What exactly is a conversation? Conversations are not about exchanging information. They are about forming relationships so that specialists can work together. Conversations are about understanding the concerns of your clients and their user groups and how you might best satisfy them. Conversations allow you to explore possibilities for future action and the creation of new worlds (particularly important in architecture). Nothing can happen in any human endeavor except through conversation – Conversations for Action allow teams to make reliable promises to each other that move the work forward in the right direction.

As Lean consultants, we spend most of our coaching helping clients have the right conversations, which sounds easy enough. But this is usually where most problems lie. Project specialists are having the wrong conversations about the wrong topics with the wrong people – or worse, don’t have the necessary conversations at all. We assume we have a commitment, then get disappointed when others don’t perform as expected. We assume everyone has a similar background and hears our message as it was intended, then are surprised when they are disappointed in what we deliver.

Architects are particularly notorious for this. We show our clients drawings that are clear to us, we may even show them physical mock-ups, but we often know – even at the moment clients are nodding their heads – that they don’t fully understand what they are looking at.
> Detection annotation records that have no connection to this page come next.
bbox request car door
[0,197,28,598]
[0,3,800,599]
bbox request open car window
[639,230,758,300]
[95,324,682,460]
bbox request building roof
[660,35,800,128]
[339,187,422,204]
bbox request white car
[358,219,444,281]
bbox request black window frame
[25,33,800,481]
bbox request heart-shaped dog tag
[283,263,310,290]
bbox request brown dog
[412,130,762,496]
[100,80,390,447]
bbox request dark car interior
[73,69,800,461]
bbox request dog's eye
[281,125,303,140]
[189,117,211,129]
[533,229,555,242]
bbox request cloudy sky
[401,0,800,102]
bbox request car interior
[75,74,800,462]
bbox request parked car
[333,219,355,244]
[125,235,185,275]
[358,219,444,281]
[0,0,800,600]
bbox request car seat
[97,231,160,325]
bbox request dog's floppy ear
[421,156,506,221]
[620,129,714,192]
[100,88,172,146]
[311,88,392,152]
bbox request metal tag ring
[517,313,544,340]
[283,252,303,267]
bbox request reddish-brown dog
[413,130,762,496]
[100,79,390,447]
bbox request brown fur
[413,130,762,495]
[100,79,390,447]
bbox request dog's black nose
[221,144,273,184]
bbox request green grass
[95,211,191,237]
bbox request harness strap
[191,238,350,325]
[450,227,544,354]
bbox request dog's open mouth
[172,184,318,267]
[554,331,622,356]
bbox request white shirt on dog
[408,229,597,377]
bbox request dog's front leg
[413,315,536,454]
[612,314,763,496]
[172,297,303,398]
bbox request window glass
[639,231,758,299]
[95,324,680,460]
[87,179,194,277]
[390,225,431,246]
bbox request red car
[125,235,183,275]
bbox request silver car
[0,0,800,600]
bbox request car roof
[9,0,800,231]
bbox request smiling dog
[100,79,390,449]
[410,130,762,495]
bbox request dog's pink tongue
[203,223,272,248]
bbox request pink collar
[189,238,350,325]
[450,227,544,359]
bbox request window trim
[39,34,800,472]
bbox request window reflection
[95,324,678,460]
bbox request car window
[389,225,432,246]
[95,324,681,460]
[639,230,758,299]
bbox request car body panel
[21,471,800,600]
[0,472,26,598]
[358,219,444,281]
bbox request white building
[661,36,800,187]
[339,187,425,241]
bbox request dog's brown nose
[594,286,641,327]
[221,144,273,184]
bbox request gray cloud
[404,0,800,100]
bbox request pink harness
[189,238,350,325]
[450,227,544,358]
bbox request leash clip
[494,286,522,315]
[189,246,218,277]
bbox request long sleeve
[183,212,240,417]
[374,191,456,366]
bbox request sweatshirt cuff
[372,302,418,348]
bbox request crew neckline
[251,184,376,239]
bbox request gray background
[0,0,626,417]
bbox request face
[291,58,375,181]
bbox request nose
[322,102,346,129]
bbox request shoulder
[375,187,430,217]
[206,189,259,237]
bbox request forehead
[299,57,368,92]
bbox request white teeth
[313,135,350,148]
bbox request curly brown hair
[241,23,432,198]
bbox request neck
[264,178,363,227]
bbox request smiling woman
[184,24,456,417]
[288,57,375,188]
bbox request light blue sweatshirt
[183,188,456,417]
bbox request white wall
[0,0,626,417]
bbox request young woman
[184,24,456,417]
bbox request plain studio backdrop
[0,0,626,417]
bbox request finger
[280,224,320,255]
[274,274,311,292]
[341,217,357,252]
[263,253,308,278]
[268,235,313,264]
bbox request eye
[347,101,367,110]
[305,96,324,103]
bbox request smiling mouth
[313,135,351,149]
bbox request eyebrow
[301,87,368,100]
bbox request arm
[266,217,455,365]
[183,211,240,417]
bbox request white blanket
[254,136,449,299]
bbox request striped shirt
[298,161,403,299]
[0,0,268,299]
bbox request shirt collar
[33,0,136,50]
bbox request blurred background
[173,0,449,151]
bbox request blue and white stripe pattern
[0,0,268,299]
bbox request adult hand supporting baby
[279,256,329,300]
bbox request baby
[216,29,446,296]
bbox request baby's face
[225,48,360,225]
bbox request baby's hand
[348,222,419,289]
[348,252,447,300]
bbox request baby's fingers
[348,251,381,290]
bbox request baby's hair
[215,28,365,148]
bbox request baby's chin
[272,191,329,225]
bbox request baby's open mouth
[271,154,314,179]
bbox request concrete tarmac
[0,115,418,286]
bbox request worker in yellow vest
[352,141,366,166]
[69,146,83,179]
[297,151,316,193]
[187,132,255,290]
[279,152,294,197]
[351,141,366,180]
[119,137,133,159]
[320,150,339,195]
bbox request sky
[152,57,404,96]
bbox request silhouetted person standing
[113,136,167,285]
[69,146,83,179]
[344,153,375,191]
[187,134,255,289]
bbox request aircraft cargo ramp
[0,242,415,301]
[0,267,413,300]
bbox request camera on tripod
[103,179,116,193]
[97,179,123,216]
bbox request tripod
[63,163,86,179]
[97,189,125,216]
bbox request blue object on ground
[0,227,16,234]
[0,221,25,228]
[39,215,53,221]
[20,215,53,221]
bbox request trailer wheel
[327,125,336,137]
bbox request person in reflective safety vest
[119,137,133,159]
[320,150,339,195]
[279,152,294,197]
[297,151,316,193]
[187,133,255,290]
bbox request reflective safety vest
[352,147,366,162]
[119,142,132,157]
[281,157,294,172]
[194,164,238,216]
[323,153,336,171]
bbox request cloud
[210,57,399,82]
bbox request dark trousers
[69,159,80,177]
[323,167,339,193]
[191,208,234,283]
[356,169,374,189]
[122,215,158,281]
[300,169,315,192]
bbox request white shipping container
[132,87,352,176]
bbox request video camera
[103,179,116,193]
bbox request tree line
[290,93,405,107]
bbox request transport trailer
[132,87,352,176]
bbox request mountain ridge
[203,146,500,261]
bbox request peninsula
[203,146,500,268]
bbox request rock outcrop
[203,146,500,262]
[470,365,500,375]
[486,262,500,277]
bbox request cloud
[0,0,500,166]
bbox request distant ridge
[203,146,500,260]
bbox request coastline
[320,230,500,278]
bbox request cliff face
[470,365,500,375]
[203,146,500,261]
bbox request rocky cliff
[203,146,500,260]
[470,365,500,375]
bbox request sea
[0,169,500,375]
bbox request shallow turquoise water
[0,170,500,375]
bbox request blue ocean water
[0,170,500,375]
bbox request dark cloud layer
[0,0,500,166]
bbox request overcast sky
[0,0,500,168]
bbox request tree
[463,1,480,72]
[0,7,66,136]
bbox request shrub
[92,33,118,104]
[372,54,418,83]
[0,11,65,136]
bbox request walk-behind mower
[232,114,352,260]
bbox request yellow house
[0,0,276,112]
One owner-client noted that there were actual tears when a new lab opened and workers saw the filing system for the lab samples – they were confronted with a filing system for legal papers, not lab samples. The designers insisted that the manufacturer recommended the system and the users approved it – and even signed off on it! Fine, but they clearly didn’t know what they were getting.

Another architect was frustrated with a hospital client – as they were building the project, users kept asking for changes, complaining that “This is not what we want.” This team had created mockups that were approved, but still – somehow alignment wasn’t achieved. Designers subsequently look for recorded documentation proving that the design has been approved – we are usually very good at collecting signatures. But that is missing the point. If you have to search for documentation to prove your clients wanted what they do not want, you have already lost. Let’s ask instead: What conversation was missing, that the architect didn’t design an option his clients could really use? Or, why couldn’t the clients confidently choose the option that would work best?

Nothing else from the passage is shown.